Rafael, al encontrarse con mi sonrisa de esa manera, de repente pudo aceptar lo que antes le resultaba imposible.
Su hermana.
Ella era su luz más brillante, y no importaba con quién terminara al final, siempre y cuando pudiera seguir sonriéndole así y estuviera siempre a su lado.
Él ya había hecho todo lo posible.
No se puede forzar a alguien a que le guste. Si su hermana pudiera enamorarse de él, Rafael estaba seguro de que ella querría aprender a amarlo.
Pero no podía enamorarse de él.
Él no era su tipo, no era lo suficientemente bueno, y no podía culparla por eso, ni a su tío.
El verdadero amor es querer que la otra persona sea feliz.
Quizás, desde el principio, su destino estaba sellado. Él comenzó siendo su hermano, y siempre lo sería.
—Hermana, entremos también —Rafael tomó mi brazo.
Quería acompañarme a resolver este asunto, salvar a Simón, y luego verme feliz con su tío.
Aunque había dicho que no importaba con quién estuviera, mientras fuera feliz.
En su corazón, él deseaba que si no podía estar conmigo, al menos yo estuviera con su tío.
Sabía lo mucho que su tío lo quería.
Si no fuera algo muy especial, su tío nunca se interesaría en la persona que su sobrino amaba.
Como decía su hermana, su tío ya había sacrificado tanto por ellos dos; ¿acaso no desearía que su tío también encontrara la felicidad?

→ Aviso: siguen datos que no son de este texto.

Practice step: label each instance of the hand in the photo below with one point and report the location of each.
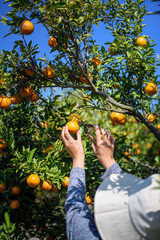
(73, 147)
(103, 146)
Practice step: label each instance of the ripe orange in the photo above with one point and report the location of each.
(111, 51)
(3, 187)
(34, 97)
(141, 41)
(30, 72)
(33, 180)
(84, 80)
(73, 127)
(3, 144)
(14, 204)
(151, 89)
(65, 182)
(118, 118)
(55, 189)
(46, 185)
(5, 102)
(26, 27)
(158, 127)
(52, 42)
(48, 72)
(151, 117)
(1, 82)
(88, 199)
(137, 151)
(16, 190)
(26, 91)
(16, 99)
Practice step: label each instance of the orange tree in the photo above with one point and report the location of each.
(119, 78)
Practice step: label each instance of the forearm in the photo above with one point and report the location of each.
(79, 220)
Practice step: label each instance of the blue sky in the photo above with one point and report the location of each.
(41, 37)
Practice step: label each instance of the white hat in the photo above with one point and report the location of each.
(128, 208)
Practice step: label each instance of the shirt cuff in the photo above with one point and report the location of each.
(115, 168)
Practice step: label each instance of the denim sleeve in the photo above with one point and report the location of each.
(79, 220)
(115, 168)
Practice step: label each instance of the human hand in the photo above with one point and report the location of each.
(73, 147)
(103, 146)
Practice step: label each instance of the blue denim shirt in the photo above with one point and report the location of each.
(79, 220)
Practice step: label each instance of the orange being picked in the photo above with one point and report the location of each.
(65, 182)
(15, 99)
(16, 190)
(141, 41)
(48, 72)
(73, 127)
(46, 185)
(30, 71)
(26, 91)
(14, 204)
(84, 80)
(151, 89)
(3, 144)
(3, 187)
(1, 82)
(5, 102)
(52, 42)
(118, 118)
(26, 27)
(34, 97)
(88, 199)
(151, 117)
(33, 180)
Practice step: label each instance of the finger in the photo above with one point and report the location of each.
(67, 134)
(94, 147)
(91, 137)
(98, 134)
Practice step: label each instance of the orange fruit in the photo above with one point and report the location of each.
(33, 180)
(1, 82)
(151, 89)
(16, 99)
(46, 185)
(26, 27)
(158, 127)
(137, 151)
(55, 189)
(111, 51)
(3, 187)
(52, 42)
(88, 199)
(73, 127)
(151, 117)
(34, 97)
(16, 190)
(48, 72)
(26, 91)
(118, 118)
(14, 204)
(84, 80)
(30, 72)
(3, 144)
(45, 124)
(5, 102)
(97, 61)
(141, 41)
(65, 182)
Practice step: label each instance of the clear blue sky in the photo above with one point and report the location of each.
(41, 37)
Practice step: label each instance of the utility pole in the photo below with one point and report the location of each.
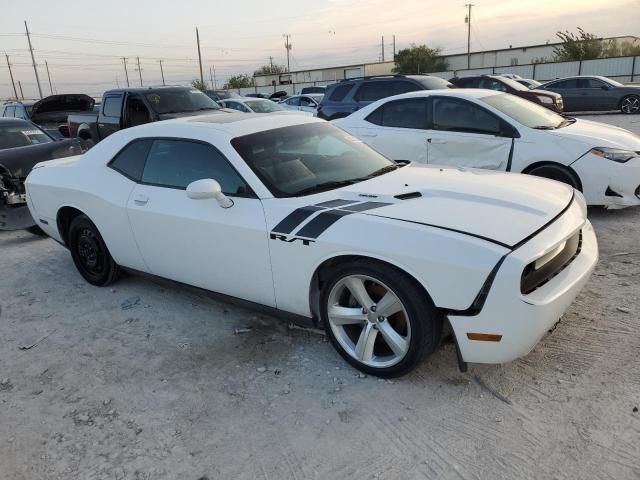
(199, 56)
(15, 92)
(287, 46)
(49, 76)
(33, 59)
(126, 74)
(161, 72)
(139, 70)
(468, 22)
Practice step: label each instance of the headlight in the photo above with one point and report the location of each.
(616, 154)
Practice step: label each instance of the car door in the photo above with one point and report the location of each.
(198, 242)
(465, 134)
(397, 129)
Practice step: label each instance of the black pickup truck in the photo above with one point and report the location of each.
(128, 107)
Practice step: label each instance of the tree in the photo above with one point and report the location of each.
(419, 59)
(239, 81)
(271, 69)
(199, 84)
(615, 48)
(580, 46)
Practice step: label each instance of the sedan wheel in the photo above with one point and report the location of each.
(630, 104)
(378, 318)
(369, 321)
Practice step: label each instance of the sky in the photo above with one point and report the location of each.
(83, 42)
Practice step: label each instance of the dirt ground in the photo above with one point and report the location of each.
(148, 380)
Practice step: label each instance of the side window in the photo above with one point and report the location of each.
(177, 163)
(340, 92)
(130, 160)
(112, 106)
(410, 113)
(405, 87)
(372, 91)
(454, 115)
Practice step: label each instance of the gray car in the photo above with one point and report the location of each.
(595, 93)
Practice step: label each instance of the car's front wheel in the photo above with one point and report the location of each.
(378, 318)
(630, 104)
(90, 254)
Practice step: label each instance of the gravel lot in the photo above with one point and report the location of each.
(165, 389)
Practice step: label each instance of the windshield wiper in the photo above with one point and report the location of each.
(321, 187)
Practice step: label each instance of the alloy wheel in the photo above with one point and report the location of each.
(369, 321)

Israel sabía que vinimos a este evento de negocios para contactar a alguien y salvar a Simón, así que era obvio que intentaría sabotearnos.
Aunque conocía a la persona con la que queríamos conectar y se llevaban bien, no logró llegar a un acuerdo.
Solo pudo ver cómo esa persona se acercaba a nosotros, queriendo hablar conmigo y colaborar.
Ese gran empresario era una persona muy devota a su madre. Ella había sufrido un derrame cerebral y estaba postrada en cama desde hace años, deprimida y sin ganas de vivir. Él deseaba poder verla de nuevo en pie, moviéndose libremente.
Durante años, la había llevado a ver a todos los mejores médicos del mundo, pero el resultado siempre era el mismo: su madre no volvería a caminar. Esto la había hecho perder las ganas de vivir, negándose incluso a comer.
Cuando estaba casi desesperado, escuchó de un amigo en una conferencia en Villa Santa Clara que yo estaba investigando un chip cerebral inteligente. Este chip podía ayudar a las personas con daños en el sistema nervioso central, hemiplejia o parálisis a volver a moverse con libertad.
Ya había tenido casos de éxito, y muchas personas en silla de ruedas habían vuelto a caminar gracias a mi investigación.
Esto hizo que el empresario estuviera ansioso por conocerme. Al enterarse de que yo también asistiría a la conferencia, se apresuró a acercarse a mí.